We used a feature toggle to gradually re-build parts of the business logic of our app. We were then able to switch to the new logic, and seamlessly roll back to the old logic in case of unforeseen problems. We had to come up with two interesting hacks to be able to test both code paths asynchronously.
In this post, I will tell the story about a large code migration behind a feature toggle, and show the necessary steps for implementing it. Besides, it covers the process dictionary and how the SQL sandboxing works to make asynchronous end-to-end tests possible.
Our Elixir application needed to change drastically – database schema, queries, decision logic. The necessary code changes would require several weeks of development time, during which we still had to do minor tweaks and fixes to the live application. Developing the new logic in a separate branch over such a long time seemed like a dangerous option. Also, we did not want to deploy the new code late at night, incurring a longer downtime, only to find an unforeseen problem with the new code that required us to roll back…
Instead, we decided to develop the new logic step by step, in parallel with maintenance work of the live application. We would continually and frequently deploy all of the code – including the dormant new logic. Using a feature toggle, we would be able to dynamically switch the running application to using the new code paths, once they were ready. In case of an unforeseen problem, we could flick the switch back to the old code, fix and redeploy, then try again. Our tests should exercise both the old and the new business logic. After the final switch to the new-world code, we would remove the old-world tests, then the toggle and finally all code which had then become unused.
Feature toggles come in many forms. If you haven’t already, take the time to read what Martin Fowler has to say about them. Below, I will use some of his vocabulary. As Fowler points out, toggles differ drastically in longevity and dynamism. Ours was indented to introduce a single large code change at runtime, so it was meant to be short-lived, and dynamic for the entire application at once (as opposed to per-request dynamic).
It is worthwhile to point out that the toggle served two purposes: seamless parallel development and testing, and the ability to revert back to the old logic. For the latter, the toggle needs to be an application-wide state. As you will see later, full-stack asynchronous tests forced us to implement the switch per-request. In this post, I’ll ignore this at first.

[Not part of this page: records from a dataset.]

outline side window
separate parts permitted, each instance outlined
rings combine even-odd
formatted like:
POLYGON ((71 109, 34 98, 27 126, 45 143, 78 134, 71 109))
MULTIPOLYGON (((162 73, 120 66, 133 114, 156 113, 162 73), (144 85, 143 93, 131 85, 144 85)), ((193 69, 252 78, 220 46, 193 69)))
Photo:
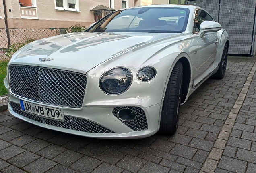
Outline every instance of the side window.
POLYGON ((196 12, 195 23, 193 29, 193 32, 199 32, 200 25, 204 21, 213 21, 213 18, 206 12, 201 10, 198 10, 196 12))

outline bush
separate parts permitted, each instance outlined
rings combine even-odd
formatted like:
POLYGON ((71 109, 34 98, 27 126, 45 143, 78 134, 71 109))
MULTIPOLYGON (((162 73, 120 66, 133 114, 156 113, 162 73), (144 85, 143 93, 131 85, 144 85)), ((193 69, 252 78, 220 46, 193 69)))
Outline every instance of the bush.
POLYGON ((68 29, 71 33, 83 31, 87 28, 85 26, 82 26, 82 24, 76 24, 75 26, 72 25, 68 29))
MULTIPOLYGON (((83 31, 85 30, 86 30, 88 29, 88 28, 86 27, 85 26, 82 26, 83 25, 82 24, 76 24, 75 26, 73 25, 71 25, 69 28, 67 28, 66 30, 66 33, 70 33, 72 32, 82 32, 83 31)), ((55 29, 55 32, 57 35, 60 35, 60 30, 58 29, 55 29)))
POLYGON ((13 54, 16 52, 20 48, 35 40, 31 38, 25 37, 22 42, 13 43, 9 46, 8 49, 4 49, 4 51, 6 52, 5 54, 9 58, 10 58, 13 54))

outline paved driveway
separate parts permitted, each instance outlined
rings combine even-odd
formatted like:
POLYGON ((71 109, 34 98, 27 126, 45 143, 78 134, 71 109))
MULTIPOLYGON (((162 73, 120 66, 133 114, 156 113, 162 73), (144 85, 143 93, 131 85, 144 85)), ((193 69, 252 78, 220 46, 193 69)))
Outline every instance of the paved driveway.
POLYGON ((256 60, 229 57, 181 110, 170 137, 99 139, 0 113, 0 170, 15 172, 256 172, 256 60))

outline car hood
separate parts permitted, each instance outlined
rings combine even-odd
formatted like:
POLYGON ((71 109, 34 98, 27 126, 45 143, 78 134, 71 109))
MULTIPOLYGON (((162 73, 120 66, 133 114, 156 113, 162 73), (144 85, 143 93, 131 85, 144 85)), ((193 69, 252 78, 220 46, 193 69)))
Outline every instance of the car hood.
POLYGON ((179 34, 106 32, 67 34, 29 44, 13 56, 10 64, 60 67, 61 69, 87 72, 129 50, 135 48, 138 50, 147 43, 179 34), (48 61, 41 62, 39 59, 41 58, 48 58, 46 60, 48 61))

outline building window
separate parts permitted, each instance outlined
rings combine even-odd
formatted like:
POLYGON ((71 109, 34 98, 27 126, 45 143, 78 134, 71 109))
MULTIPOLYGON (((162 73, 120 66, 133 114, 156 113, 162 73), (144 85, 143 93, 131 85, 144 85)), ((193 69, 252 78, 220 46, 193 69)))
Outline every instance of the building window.
POLYGON ((79 11, 79 0, 55 0, 55 9, 79 11))
POLYGON ((122 8, 128 8, 128 1, 127 0, 122 1, 122 8))
POLYGON ((109 7, 111 8, 115 9, 114 0, 109 0, 109 7))
POLYGON ((36 7, 36 0, 19 0, 20 6, 36 7))

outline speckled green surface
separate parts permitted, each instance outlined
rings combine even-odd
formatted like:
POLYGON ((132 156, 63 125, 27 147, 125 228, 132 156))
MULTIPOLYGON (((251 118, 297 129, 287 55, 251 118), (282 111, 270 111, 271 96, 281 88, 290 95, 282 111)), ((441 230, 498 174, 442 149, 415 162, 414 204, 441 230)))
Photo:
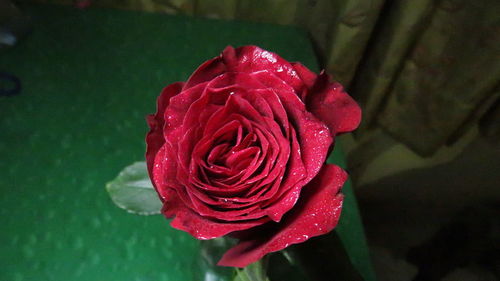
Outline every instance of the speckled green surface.
MULTIPOLYGON (((317 70, 308 37, 147 13, 28 11, 34 32, 0 54, 0 70, 23 83, 19 96, 0 97, 0 280, 192 280, 197 241, 161 216, 118 209, 104 185, 143 159, 144 116, 163 86, 228 44, 317 70)), ((361 232, 355 206, 346 213, 344 228, 361 232)), ((352 237, 354 263, 372 274, 362 232, 352 237)))

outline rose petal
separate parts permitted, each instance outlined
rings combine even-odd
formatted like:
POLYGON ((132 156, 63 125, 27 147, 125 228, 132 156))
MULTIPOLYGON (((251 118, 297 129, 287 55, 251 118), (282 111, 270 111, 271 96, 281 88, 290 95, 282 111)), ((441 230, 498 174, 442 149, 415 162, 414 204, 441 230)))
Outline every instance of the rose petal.
POLYGON ((308 92, 307 109, 325 122, 332 135, 350 132, 361 122, 361 108, 339 83, 330 83, 322 72, 308 92))
POLYGON ((307 89, 312 88, 312 86, 314 85, 314 81, 316 81, 316 78, 318 77, 318 75, 316 73, 312 72, 311 70, 309 70, 309 68, 305 67, 301 63, 292 62, 292 66, 305 85, 304 91, 298 93, 300 98, 303 101, 305 101, 307 89))
POLYGON ((233 231, 245 230, 267 222, 267 219, 239 221, 237 223, 222 223, 202 217, 191 209, 185 207, 176 192, 169 190, 163 204, 162 213, 167 218, 175 217, 170 225, 183 230, 196 239, 207 240, 224 236, 233 231))
POLYGON ((183 82, 177 82, 165 87, 156 101, 156 113, 147 116, 150 130, 146 135, 146 163, 151 178, 153 177, 152 170, 155 155, 165 143, 165 139, 163 138, 163 124, 165 123, 163 114, 170 102, 170 98, 179 94, 183 85, 183 82))
POLYGON ((228 250, 218 265, 245 267, 270 252, 330 232, 340 217, 343 195, 339 190, 346 179, 340 167, 325 165, 281 223, 263 226, 260 235, 254 233, 228 250))

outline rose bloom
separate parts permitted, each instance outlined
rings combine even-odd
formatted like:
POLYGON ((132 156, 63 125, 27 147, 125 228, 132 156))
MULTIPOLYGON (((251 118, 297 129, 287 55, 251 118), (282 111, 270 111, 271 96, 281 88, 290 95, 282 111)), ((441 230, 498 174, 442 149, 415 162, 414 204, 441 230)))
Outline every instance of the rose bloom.
POLYGON ((227 47, 148 116, 146 160, 171 225, 239 243, 219 265, 244 267, 337 224, 347 174, 325 164, 361 110, 324 72, 256 46, 227 47))

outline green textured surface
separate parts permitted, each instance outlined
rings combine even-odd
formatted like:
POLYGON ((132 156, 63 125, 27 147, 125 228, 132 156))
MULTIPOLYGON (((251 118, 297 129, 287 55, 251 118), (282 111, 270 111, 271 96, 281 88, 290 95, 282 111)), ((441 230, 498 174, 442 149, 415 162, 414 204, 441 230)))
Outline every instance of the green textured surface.
MULTIPOLYGON (((0 97, 0 280, 192 280, 198 242, 161 216, 115 207, 105 183, 143 160, 144 116, 163 86, 228 44, 260 45, 317 70, 308 37, 291 27, 147 13, 29 11, 34 32, 0 54, 0 70, 23 83, 19 96, 0 97)), ((353 233, 343 237, 369 277, 345 191, 339 229, 353 233)))

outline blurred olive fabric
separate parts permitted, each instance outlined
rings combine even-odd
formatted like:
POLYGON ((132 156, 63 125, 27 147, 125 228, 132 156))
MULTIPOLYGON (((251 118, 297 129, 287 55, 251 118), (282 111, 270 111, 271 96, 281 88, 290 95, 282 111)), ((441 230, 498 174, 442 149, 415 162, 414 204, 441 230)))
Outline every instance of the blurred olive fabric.
POLYGON ((92 5, 305 27, 325 68, 363 107, 358 134, 382 127, 422 155, 460 138, 499 97, 494 91, 500 82, 498 0, 100 0, 92 5))

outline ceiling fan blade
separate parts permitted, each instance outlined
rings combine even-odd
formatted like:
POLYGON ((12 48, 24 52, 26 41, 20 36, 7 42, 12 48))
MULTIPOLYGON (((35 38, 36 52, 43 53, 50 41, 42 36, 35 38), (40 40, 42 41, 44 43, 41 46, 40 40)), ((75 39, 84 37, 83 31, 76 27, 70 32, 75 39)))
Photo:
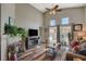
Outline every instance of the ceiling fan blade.
POLYGON ((61 12, 62 10, 56 10, 57 12, 61 12))
POLYGON ((50 11, 51 9, 46 8, 46 10, 50 11))
POLYGON ((53 9, 57 9, 57 8, 59 8, 59 5, 56 5, 53 9))

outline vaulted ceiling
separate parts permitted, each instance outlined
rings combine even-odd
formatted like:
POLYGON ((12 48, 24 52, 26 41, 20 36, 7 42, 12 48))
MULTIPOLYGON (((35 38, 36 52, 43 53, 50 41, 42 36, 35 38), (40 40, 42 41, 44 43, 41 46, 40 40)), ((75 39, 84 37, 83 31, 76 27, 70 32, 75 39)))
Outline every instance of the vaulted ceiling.
MULTIPOLYGON (((49 9, 52 8, 52 3, 30 3, 30 4, 40 12, 46 12, 46 8, 49 9)), ((56 3, 56 4, 59 5, 59 9, 78 8, 85 5, 85 3, 56 3)))

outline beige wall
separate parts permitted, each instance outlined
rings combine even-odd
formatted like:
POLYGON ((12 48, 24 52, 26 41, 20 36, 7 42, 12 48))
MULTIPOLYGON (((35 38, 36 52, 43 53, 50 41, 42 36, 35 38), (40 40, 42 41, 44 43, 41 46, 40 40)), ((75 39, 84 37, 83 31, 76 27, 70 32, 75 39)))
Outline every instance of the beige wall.
MULTIPOLYGON (((45 13, 45 27, 48 27, 50 25, 50 20, 53 16, 50 16, 49 13, 45 13)), ((82 8, 72 8, 72 9, 63 9, 61 12, 58 12, 54 16, 57 24, 61 24, 62 17, 69 17, 70 23, 75 24, 84 24, 83 30, 86 30, 86 7, 82 8)), ((76 36, 77 33, 75 33, 76 36)), ((47 36, 47 35, 46 35, 47 36)), ((45 36, 45 37, 46 37, 45 36)))
MULTIPOLYGON (((69 17, 70 23, 84 23, 84 8, 73 8, 73 9, 64 9, 61 12, 58 12, 54 16, 57 20, 57 24, 61 24, 62 17, 69 17)), ((52 18, 48 13, 45 13, 45 26, 49 26, 49 22, 52 18)))
POLYGON ((16 4, 15 5, 15 25, 28 28, 42 27, 44 15, 29 4, 16 4))
POLYGON ((1 60, 7 60, 7 36, 4 33, 4 23, 9 22, 9 16, 15 18, 15 4, 1 4, 1 60))
MULTIPOLYGON (((28 28, 44 27, 44 14, 27 3, 20 3, 15 5, 15 25, 28 28)), ((44 28, 41 28, 44 29, 44 28)), ((44 41, 44 30, 39 29, 39 36, 44 41)))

In the next section, I sketch the decision code behind the toggle. Enough is going on there that we need to extract this logic, rather than duplicating it at every feature branching point. Fowler uses the term toggle router: a device to “decouple a toggling decision point from the logic behind that decision.” We already had a “switchboard”, centralizing environment-specific decisions in our application, a natural place for the implementation of the feature toggle.
A simple toggle router, and storage for the toggle
Our toggle shall be a simple function in a module:
This is already the final API for the toggle router. For the controllers involved, things couldn’t be simpler!

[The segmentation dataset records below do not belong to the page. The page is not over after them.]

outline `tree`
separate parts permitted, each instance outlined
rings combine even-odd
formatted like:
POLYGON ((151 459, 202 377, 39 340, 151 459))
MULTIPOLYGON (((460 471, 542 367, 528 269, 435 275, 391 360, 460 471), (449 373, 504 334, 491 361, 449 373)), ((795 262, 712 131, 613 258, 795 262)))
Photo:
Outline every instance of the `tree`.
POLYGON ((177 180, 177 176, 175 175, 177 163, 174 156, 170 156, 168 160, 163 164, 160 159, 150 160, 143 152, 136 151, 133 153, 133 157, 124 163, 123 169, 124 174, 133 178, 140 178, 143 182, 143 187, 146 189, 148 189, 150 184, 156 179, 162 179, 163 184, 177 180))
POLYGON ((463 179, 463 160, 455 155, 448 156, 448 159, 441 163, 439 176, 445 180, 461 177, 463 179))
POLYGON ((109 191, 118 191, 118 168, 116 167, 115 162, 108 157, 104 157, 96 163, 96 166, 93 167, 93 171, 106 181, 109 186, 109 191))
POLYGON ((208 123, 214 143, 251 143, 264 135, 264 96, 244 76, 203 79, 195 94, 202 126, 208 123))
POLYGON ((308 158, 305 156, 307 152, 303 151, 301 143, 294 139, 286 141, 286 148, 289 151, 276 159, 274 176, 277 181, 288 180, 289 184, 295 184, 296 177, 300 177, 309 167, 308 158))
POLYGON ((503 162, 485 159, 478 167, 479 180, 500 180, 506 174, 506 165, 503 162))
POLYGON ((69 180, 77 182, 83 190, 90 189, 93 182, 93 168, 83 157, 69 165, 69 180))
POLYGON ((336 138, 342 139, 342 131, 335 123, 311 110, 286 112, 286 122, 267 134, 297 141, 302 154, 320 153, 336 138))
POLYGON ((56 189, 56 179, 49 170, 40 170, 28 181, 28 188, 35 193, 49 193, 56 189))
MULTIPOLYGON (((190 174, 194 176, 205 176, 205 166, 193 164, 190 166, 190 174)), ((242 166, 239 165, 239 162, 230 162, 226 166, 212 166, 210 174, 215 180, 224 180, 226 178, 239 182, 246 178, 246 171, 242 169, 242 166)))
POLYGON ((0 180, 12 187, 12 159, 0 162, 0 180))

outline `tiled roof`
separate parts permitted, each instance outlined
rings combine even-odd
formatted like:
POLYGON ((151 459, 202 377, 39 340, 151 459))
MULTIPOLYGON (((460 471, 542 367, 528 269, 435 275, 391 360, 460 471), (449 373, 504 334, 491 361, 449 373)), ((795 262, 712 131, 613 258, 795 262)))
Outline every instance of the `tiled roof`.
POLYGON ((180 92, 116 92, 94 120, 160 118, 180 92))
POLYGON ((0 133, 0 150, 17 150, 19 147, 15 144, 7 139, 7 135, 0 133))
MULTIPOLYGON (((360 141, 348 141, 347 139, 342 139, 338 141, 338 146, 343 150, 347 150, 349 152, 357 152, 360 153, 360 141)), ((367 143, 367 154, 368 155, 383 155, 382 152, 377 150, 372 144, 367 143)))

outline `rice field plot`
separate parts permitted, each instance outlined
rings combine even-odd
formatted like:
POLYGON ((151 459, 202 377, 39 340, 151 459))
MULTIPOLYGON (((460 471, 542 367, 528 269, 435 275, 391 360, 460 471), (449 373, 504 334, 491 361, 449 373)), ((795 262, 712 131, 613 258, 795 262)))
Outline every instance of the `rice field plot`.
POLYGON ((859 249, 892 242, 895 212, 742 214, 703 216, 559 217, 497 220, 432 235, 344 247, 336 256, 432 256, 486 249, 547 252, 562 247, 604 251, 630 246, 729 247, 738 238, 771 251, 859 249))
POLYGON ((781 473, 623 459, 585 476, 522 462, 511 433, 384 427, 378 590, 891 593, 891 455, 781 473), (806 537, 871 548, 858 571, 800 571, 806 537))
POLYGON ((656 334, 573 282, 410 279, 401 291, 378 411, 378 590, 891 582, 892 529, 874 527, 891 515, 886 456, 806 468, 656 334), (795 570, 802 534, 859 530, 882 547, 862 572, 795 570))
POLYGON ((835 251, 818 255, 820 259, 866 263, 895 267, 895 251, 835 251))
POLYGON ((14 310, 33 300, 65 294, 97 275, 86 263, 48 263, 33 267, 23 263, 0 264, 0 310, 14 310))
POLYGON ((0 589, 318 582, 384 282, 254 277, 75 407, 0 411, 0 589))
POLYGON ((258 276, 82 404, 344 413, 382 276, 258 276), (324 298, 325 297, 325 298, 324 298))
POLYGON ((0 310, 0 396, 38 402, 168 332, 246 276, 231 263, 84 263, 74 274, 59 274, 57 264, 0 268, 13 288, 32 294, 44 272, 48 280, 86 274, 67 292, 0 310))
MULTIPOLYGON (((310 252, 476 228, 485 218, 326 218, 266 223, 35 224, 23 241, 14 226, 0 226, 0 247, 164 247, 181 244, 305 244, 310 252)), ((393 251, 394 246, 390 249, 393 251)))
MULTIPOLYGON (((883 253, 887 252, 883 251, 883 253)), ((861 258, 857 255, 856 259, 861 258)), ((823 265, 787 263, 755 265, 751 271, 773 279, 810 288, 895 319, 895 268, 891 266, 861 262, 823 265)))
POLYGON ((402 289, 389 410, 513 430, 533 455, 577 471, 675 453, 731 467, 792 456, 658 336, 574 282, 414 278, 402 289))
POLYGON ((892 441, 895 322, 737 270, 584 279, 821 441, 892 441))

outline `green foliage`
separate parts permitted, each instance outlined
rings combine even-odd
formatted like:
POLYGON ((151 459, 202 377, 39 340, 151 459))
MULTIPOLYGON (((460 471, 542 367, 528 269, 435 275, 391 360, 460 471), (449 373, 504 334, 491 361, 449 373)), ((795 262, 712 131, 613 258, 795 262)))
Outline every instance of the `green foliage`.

The state of the toggle is application-wide state that must survive deployments. We need to persist it so that a new app instance booting up can pick it up. We used Redis to store the value, but anything that the operations environment allows for and that can be polled is fine, really. We do not want to make a request to the backing store every time we need to check the toggle value, so we do some caching. Let’s implement that:
I’m leaving out the details of the backing store. When storing shared data in memory on the Erlang VM, ETS tables are usually the way to go. Above, we (mis-)use the application environment as the cache. It is backed by ETS anyway, has a much simpler interface, minimal performance overhead, and it saves us from setting up an ETS table in the first place.

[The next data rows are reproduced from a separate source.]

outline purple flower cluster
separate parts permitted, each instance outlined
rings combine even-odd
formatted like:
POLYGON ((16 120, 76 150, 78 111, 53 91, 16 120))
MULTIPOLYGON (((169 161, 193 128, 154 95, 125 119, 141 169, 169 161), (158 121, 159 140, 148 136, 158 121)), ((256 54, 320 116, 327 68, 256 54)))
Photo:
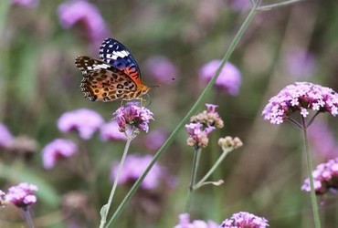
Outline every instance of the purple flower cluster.
POLYGON ((89 140, 103 122, 103 119, 96 111, 80 109, 63 113, 58 120, 58 127, 62 132, 75 130, 79 131, 80 138, 89 140))
POLYGON ((37 187, 36 185, 23 182, 10 187, 5 194, 5 200, 11 202, 16 207, 26 209, 37 202, 37 196, 34 195, 37 191, 37 187))
MULTIPOLYGON (((312 171, 312 177, 316 194, 336 192, 338 190, 338 158, 319 164, 312 171)), ((309 178, 304 181, 301 190, 311 192, 309 178)))
POLYGON ((0 123, 0 148, 7 148, 10 146, 14 140, 13 135, 9 132, 8 129, 0 123))
MULTIPOLYGON (((137 154, 128 155, 122 171, 120 174, 118 183, 128 184, 135 181, 145 171, 153 157, 151 155, 140 156, 137 154)), ((114 163, 111 167, 111 179, 116 178, 119 163, 114 163)), ((161 182, 165 182, 169 187, 174 186, 174 181, 172 177, 168 176, 166 170, 159 164, 154 164, 148 175, 145 177, 141 184, 144 190, 154 190, 161 182)))
POLYGON ((54 140, 42 150, 43 165, 45 169, 51 169, 59 160, 73 156, 77 150, 77 145, 71 140, 54 140))
POLYGON ((212 104, 206 104, 206 110, 193 116, 190 119, 190 123, 185 125, 189 134, 188 146, 206 147, 209 141, 208 135, 211 131, 223 128, 223 120, 216 110, 217 106, 212 104))
MULTIPOLYGON (((218 69, 221 60, 212 60, 202 67, 199 76, 205 81, 209 81, 218 69)), ((223 67, 215 85, 223 88, 231 96, 238 94, 241 84, 241 74, 235 65, 227 62, 223 67)))
POLYGON ((179 215, 179 223, 174 228, 218 228, 219 224, 213 221, 207 223, 203 220, 195 220, 190 222, 188 213, 181 213, 179 215))
POLYGON ((120 107, 112 115, 121 132, 126 132, 128 130, 134 131, 135 129, 148 132, 149 121, 153 119, 153 112, 133 102, 120 107))
POLYGON ((106 23, 98 8, 87 1, 73 0, 61 4, 58 6, 58 16, 64 28, 82 23, 92 42, 101 41, 108 36, 106 23))
POLYGON ((266 228, 268 220, 255 214, 240 212, 223 221, 220 228, 266 228))
POLYGON ((338 114, 338 94, 332 88, 310 82, 296 82, 285 87, 272 97, 264 108, 264 119, 272 124, 280 124, 290 114, 300 111, 305 118, 308 109, 338 114))

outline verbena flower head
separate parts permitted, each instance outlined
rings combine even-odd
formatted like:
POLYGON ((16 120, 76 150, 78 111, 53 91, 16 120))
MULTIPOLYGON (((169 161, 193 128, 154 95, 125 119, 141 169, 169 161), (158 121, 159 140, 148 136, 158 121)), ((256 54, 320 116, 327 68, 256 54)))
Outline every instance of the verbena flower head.
POLYGON ((77 145, 69 140, 57 139, 42 150, 42 161, 45 169, 53 168, 59 160, 73 156, 78 150, 77 145))
MULTIPOLYGON (((221 64, 220 59, 212 60, 202 67, 199 76, 205 81, 209 81, 221 64)), ((235 65, 227 62, 223 67, 215 85, 224 89, 231 96, 238 94, 241 84, 241 74, 235 65)))
POLYGON ((223 221, 220 228, 265 228, 268 226, 268 220, 265 218, 240 212, 223 221))
POLYGON ((205 222, 203 220, 195 220, 190 222, 188 213, 181 213, 179 223, 174 228, 218 228, 219 224, 213 221, 205 222))
POLYGON ((0 123, 0 148, 7 148, 10 146, 14 140, 13 135, 9 132, 8 129, 0 123))
POLYGON ((84 0, 73 0, 58 6, 61 26, 69 28, 82 23, 91 41, 101 41, 108 36, 106 23, 95 5, 84 0))
POLYGON ((145 62, 147 75, 153 76, 161 83, 169 82, 177 75, 176 67, 166 57, 157 56, 145 62))
POLYGON ((63 113, 58 120, 58 127, 62 132, 75 130, 80 138, 89 140, 103 122, 104 119, 96 111, 80 109, 63 113))
POLYGON ((112 115, 121 132, 126 132, 127 130, 134 132, 138 130, 148 132, 149 121, 153 119, 153 112, 134 102, 120 107, 112 115))
POLYGON ((272 97, 264 108, 264 119, 272 124, 280 124, 293 112, 299 111, 302 117, 309 109, 338 114, 338 94, 332 88, 310 82, 295 82, 285 87, 272 97))
MULTIPOLYGON (((336 192, 338 191, 338 158, 319 164, 312 171, 312 177, 316 194, 336 192)), ((311 192, 309 178, 304 181, 301 190, 311 192)))
POLYGON ((126 137, 119 130, 119 125, 116 120, 111 120, 100 128, 100 139, 103 141, 109 140, 125 140, 126 137))
MULTIPOLYGON (((128 155, 125 160, 122 171, 120 174, 118 183, 133 183, 143 173, 152 160, 153 156, 151 155, 128 155)), ((116 178, 118 169, 119 163, 114 163, 111 167, 111 181, 116 178)), ((142 182, 141 187, 144 190, 154 190, 160 185, 161 182, 167 184, 168 187, 174 186, 174 181, 173 177, 168 175, 166 170, 164 167, 155 163, 142 182)))
POLYGON ((37 202, 37 196, 34 194, 37 191, 37 187, 36 185, 22 182, 10 187, 5 194, 5 199, 16 207, 26 209, 27 206, 37 202))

Above, I’m also providing the code for changing the toggle value (there’s a race condition which I did not need to care about, can you spot it?). This code works perfectly assuming we have only one instance running at a time. In the case of horizontal scaling, our application develops split-brain syndrome: The instance where
use_new_logic! was called will use the new value, but other instances will continue to use their cached value until they are cycled out. To fix that, we need to extract
into a process wrapping these lines in an endless loop, sleeping for a couple of seconds during each round. Our app still was only under mild load and had multiple instances running only during times of deployment, so we gladly skipped this step.
Testing with a feature toggle
Recall that one purpose of our feature toggle was to be able to test both new-world and old-world code in the same codebase. Asynchronous tests pose a problem with an application-wide feature toggle: Both the backing store and the cache are shared state, accessed concurrently by different tests – but we need those tests to set and read different values. Let’s dissect this problem a little.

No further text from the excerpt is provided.